BONUS FOR FUN Beyond Trust – Some great cybersecurity predictions at Beyond Trust that are similar to others. Also, these fun five-year predictions at the end of their report:
Honorable Mention: The Best of the Rest of the Cybersecurity Forecasts and New Year Security Trends
Other very good predictions, cybersecurity forecasts, and coming year security trends and write-ups that I’ve seen for 2018 include these articles, reports and blogs worth viewing: InfoSecToday.com, Securelist.com, HealthCareITNews.com (on new extortion attempts), InformationSecurityBuzz.com (on cyberinsurance), IEEE, Security Boulevard predictions (and their top 5 IT security trends), AT&T, Huffington Post, IDC (10 very interesting predictions for 2020 and 2021 including this: "By 2020, deception programs will be deployed by 60% of global 2000 companies to fool automated attacks, increase attacker costs, and improve attribution"), Secplicity.org, Digital Guardian.com (offering 30 experts' predictions, including yours truly), CSO Online, Centrify, Forbes (offering 60 predictions), Digital Journal, CIO Review, Business News Wales, Healthcareinfosecurity.com (Rebecca Herold on health data privacy), Splunk, IT Business Edge (on health care in the security crosshairs), ISACA, vArmour, Teramind (w/nice infographic), IT News Africa and betanews (covering an AI arms race and more).

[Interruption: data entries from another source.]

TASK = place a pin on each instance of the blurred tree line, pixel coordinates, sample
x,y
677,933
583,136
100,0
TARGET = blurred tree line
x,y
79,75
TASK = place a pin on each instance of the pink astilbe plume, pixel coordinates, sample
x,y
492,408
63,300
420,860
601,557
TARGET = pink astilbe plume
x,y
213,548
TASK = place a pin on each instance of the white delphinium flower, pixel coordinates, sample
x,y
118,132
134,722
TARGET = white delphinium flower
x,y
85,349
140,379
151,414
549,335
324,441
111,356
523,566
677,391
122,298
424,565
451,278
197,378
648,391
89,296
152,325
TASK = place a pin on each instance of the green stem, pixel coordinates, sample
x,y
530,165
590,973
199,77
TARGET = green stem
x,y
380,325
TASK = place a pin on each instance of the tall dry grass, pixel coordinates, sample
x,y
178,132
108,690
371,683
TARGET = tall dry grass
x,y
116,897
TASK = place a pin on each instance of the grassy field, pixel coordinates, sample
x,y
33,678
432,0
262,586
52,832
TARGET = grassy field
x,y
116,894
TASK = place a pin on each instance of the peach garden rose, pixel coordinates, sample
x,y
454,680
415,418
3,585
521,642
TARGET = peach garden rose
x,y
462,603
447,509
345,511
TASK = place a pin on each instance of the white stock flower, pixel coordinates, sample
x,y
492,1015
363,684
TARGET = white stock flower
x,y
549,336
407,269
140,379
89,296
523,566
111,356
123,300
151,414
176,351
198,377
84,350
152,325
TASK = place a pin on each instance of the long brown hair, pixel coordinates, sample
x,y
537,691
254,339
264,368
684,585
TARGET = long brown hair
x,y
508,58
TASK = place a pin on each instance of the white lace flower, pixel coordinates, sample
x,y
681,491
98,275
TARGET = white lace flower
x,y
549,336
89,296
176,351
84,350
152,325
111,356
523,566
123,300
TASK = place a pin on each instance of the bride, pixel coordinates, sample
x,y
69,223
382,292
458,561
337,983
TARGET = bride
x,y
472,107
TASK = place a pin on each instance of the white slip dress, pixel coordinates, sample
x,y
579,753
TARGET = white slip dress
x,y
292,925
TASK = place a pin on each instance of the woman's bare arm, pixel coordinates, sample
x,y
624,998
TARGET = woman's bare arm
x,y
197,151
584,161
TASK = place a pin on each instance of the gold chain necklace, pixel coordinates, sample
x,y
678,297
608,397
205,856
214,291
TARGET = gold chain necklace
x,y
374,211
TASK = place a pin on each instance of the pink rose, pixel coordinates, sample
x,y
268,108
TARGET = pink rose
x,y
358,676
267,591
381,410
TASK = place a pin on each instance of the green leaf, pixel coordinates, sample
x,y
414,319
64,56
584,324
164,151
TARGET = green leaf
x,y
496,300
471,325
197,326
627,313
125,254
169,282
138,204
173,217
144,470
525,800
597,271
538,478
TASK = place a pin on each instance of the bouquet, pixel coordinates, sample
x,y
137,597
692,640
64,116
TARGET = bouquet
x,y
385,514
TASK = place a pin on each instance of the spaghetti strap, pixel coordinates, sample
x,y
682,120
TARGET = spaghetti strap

Late-breaking security predictions for 2018 include: Kim Komando, RFID Journal (on IoT), the Outline.com (in which Kelly Shortridge scrambles the prediction process using an online Markov chain generator), HelpNetSecurity.com, IT World Canada (with a few contrarian items such as AI will NOT improve security), BankInfoSecurity (offering 10 cybersecurity trends) and SC Magazine (ten experts offer their top 2018 cyber challenges.)
Note: I continue to add other prediction reports here as new forecasts/cybertrends are released, so keep coming back into early 2018.
So which 2018 security predictions do I like best? Here are my award-winners for 2018.
Most Creative — eWeek — “Cars Steal Innovation Spotlight from Smartphones”
Newest & Specific — Zscaler — We will see targeted attacks on digital assistants. (Read the commentary above on #14).
Most Scary (yet practical) — Checkpoint — Legitimate Organizations Caught Hacking (I guess it depends on who is hacked and where ...)
Most Common and Likely (many) — Ransomware in more places with bigger ransoms demanded.
Most Dull (yet also insightful for the second year in a row) — Dan Lacey, White Hat Security: "Nothing will change."
I did not see very much missing this year on these prediction and forecast reports, but the Winter Olympics in S. Korea and FIFA World Cup (soccer) in Russia are noticeably absent. Of course, we also have the Super Bowl, World Series, March Madness and other major sporting events that could be disrupted.
There were plenty of people predicting critical infrastructure disruptions, but no one really sticking their necks out to say a major critical system failure (such as a dramatic regionwide or nationwide power outage or the significant loss of life because of hospital systems failure) is likely due to hacking.
Still, I agree with Bruce Schneier that regulation is coming for IoT when someone clearly dies from a cyberattack. Will 2018 be the year? Perhaps.
In conclusion, here’s one more quote from Abraham Lincoln that still applies as we head into 2018:
“The best way to predict your future is to create it.”